Boss ucciso a Palermo, Cosa Nostra lo condannò a morte nel 2014

Alla vigilia del 25esimo anniversario della strage di Capaci nella quale perse la vita Giovanni Falcone, "eroe nella lotta contro le mafie", Palermo continua a vivere momenti di alta tensione.

Il boss stava pedalando in sella alla sua bicicletta in via d'Ossuna, nel quartiere Zisa, e procedeva in direzione via Papireto.

Sul posto sono subito pervenute le forze dell'ordine coadiuvate dalla scientifica.

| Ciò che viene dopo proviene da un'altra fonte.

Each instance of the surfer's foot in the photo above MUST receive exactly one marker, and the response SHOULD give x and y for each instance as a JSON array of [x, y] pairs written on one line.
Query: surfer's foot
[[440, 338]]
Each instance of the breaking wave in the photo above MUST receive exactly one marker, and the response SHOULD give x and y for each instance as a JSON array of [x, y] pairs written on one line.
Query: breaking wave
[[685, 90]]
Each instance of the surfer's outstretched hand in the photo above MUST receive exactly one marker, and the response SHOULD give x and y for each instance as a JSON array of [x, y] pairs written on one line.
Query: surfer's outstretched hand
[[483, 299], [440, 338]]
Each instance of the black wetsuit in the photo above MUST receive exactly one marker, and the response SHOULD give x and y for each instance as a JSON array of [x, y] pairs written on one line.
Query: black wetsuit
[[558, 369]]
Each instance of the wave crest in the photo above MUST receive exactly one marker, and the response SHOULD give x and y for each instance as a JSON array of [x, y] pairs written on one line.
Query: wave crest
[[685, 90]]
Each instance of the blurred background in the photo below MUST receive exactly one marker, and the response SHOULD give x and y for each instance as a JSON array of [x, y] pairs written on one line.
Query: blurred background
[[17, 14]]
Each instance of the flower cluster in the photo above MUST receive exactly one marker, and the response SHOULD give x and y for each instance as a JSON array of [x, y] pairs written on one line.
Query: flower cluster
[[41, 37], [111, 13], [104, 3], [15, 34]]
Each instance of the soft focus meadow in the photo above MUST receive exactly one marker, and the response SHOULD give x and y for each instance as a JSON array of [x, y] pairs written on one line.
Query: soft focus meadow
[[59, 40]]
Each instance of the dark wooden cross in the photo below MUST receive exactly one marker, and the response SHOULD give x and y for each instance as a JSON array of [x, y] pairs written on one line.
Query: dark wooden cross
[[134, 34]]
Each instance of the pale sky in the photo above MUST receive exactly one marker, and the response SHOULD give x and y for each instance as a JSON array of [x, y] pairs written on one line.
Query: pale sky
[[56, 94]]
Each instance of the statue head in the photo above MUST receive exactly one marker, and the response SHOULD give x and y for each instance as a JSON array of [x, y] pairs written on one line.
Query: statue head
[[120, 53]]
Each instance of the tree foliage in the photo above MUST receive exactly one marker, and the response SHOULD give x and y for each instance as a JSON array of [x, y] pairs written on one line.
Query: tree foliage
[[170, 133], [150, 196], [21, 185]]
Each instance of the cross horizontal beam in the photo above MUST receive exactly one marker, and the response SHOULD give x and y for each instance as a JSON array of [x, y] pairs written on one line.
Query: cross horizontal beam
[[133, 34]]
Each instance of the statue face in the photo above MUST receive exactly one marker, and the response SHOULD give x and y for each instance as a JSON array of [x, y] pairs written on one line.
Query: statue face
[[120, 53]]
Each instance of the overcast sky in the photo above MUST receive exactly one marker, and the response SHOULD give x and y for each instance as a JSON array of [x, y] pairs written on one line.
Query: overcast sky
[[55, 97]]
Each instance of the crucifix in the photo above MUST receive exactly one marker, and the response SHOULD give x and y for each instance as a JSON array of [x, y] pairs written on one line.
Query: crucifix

"Ho sentito due colpi d'arma da fuoco". L'ultimo padrino a essere ucciso è stato proprio Giuseppe Di Giacomo, che secondo i piani del fratello, avrebbe dovuto assassinare Dainotti. Ma la mafia sembra non aver dimenticato Dainotti. In strada non c'era nessuno - ha testimoniato una donna tunisina che abita in via D'Ossuna - Poco dopo è arrivato un ragazzo con una maglietta celeste. Qui si sparano sempre i fuochi d'artificio a qualunque ora. Dainotti era stato condannato per l'omicidio del capitano dei carabinieri Emanuele Basile e dei carabinieri Bommarito e Morici che lo accompagnavano.

Scarcerazione seguita da una sentenza della corte di Cassazione in applicazione della legge Carotti, che consentiva ai colpevoli di reati per cui era previsto l'ergastolo di vedere commutata la pena in 30 anni di carcere se chiedevano il rito abbreviato.

Quello di Dainotti è un nome importante negli organigrammi mafiosi. Gridava 'zio Peppino, zio Peppino'. Fu dunque condannato a 30 anni, e scarcerato nel 2014 per espiazione della pena. Il primo omicidio di Cosa nostra dopo tre anni di pace tra le cosche.